Interpreting A regression

Dancingjebus3 · 27-03-2010 08:27PM #1

Need help interpreting this regression I ran with GDP per capita and life satisfaction,, Having trouble trying to explain whether or not my regression explains the relationship well or not..

SUMMARY OUTPUT

Regression Statistics
Multiple R 0.698074266
R Square 0.487307681
Adjusted R Square 0.468997242
Standard Error 0.509580765
Observations 30

ANOVA
df SS MS F
Regression 1 6.910835103 6.910835103 26.61365226 Significance F:1.7965E-05

Residual 28 7.270831564 0.259672556
Total 29 14.18166667

Coefficients Standard Error t Stat P-value
Intercept 5.89881778 0.253741779 23.24732573 7.57449E-20
Lower 95% Upper 95% Lower 95.0% Upper 95.0%
5.379051316 6.418584245 5.379051316 6.418584245
GDP P.C 4.11988E-05 7.98606E-06 5.158842143 1.7965E-05
Lower 95% Upper 95% Lower 95.0% Upper 95.0%
2.48401E-05 5.75575E-05 2.48401E-05 5.75575E-05

Really sorry about the lay out!!

bnt · 27-03-2010 09:14PM

I'm no statistician, but I do know that the R-Squared value is a basic "goodness of fit" descriptor. A value of 1 would indicate a perfect fit between the data and a regression trendline calculated from it, while 0 would indicate no fit (random data). The reported value (about 0.48) is somewhere in between, which I read as meaning that the data is a partial fit to the regression line, so use caution if interpolating or extrapolating.
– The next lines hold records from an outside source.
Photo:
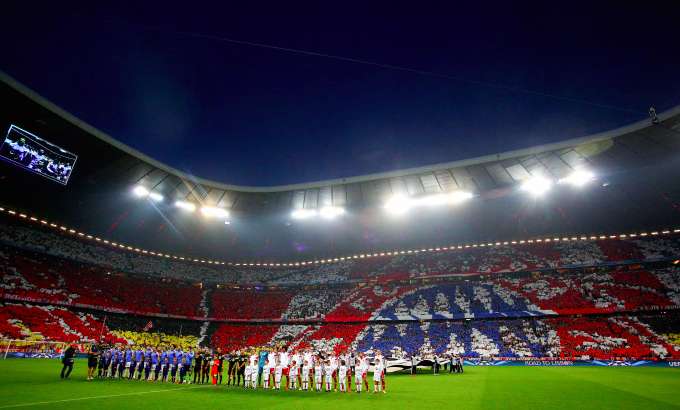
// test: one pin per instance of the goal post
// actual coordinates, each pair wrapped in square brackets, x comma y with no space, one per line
[11,348]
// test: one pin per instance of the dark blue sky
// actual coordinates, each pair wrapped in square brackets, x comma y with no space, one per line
[156,77]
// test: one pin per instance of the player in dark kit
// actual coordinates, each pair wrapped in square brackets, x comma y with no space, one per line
[241,370]
[205,370]
[198,363]
[220,356]
[92,359]
[67,361]
[231,369]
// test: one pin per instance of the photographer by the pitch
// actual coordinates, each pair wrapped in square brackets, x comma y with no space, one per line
[67,360]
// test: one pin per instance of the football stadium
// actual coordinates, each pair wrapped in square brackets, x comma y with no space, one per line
[541,277]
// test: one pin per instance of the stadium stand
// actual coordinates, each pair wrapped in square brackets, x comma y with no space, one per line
[599,299]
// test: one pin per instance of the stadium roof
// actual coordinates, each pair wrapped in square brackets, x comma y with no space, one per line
[637,168]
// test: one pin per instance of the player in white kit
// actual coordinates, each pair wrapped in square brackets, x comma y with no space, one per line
[305,375]
[334,371]
[265,378]
[253,370]
[342,376]
[247,374]
[378,370]
[293,374]
[278,372]
[329,373]
[318,375]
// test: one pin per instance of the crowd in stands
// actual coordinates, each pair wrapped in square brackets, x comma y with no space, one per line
[502,301]
[479,260]
[44,278]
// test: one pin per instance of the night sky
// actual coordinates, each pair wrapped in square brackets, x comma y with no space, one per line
[447,83]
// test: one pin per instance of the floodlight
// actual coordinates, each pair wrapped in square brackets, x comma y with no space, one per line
[432,200]
[398,205]
[155,196]
[303,213]
[459,196]
[214,212]
[331,212]
[187,206]
[140,191]
[537,185]
[578,178]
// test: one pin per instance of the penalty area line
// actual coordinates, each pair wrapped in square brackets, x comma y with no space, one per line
[108,396]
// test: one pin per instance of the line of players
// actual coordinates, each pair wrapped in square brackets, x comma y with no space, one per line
[306,371]
[303,370]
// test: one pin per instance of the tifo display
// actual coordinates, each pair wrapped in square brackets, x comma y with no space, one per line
[604,299]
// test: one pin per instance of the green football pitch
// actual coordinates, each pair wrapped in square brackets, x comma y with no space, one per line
[35,383]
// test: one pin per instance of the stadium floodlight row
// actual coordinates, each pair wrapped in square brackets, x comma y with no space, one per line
[127,247]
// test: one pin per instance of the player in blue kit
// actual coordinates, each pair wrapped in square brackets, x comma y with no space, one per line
[121,363]
[147,363]
[104,363]
[138,363]
[114,362]
[185,364]
[155,363]
[127,362]
[174,362]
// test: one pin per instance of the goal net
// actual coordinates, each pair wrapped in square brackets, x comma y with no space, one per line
[10,348]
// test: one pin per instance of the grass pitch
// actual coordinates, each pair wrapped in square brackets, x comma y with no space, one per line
[35,384]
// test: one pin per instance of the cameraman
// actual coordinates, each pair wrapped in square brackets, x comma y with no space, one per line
[67,360]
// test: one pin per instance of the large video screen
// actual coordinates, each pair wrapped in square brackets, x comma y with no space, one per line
[34,154]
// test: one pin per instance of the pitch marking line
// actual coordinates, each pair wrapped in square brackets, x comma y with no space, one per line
[38,403]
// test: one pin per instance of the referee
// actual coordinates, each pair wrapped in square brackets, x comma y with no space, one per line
[67,360]
[92,359]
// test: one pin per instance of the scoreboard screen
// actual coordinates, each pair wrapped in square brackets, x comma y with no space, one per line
[34,154]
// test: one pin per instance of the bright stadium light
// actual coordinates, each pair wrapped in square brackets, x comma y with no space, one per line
[331,212]
[214,212]
[578,178]
[431,200]
[187,206]
[536,185]
[155,196]
[140,191]
[398,205]
[459,196]
[303,213]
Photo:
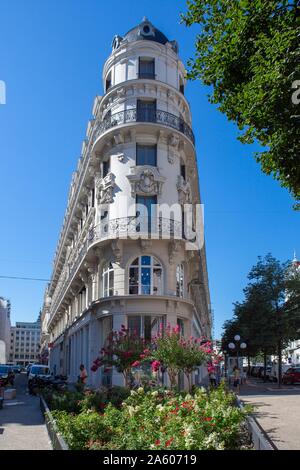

TommyGunne · 31-03-2010 01:43AM

Probably need a little more info, and it would be best just to see the entire data set, but I'll try help.

Are you running this in excel? It looks like it.

Firstly, try running it with no intercept. That means that the regression line does not necessarily pass through the point (0,0) (ie that if GDP is 0, everybody has a happiness rating or whatever it is of 5.9). Intuitively, a no intercept case might be better.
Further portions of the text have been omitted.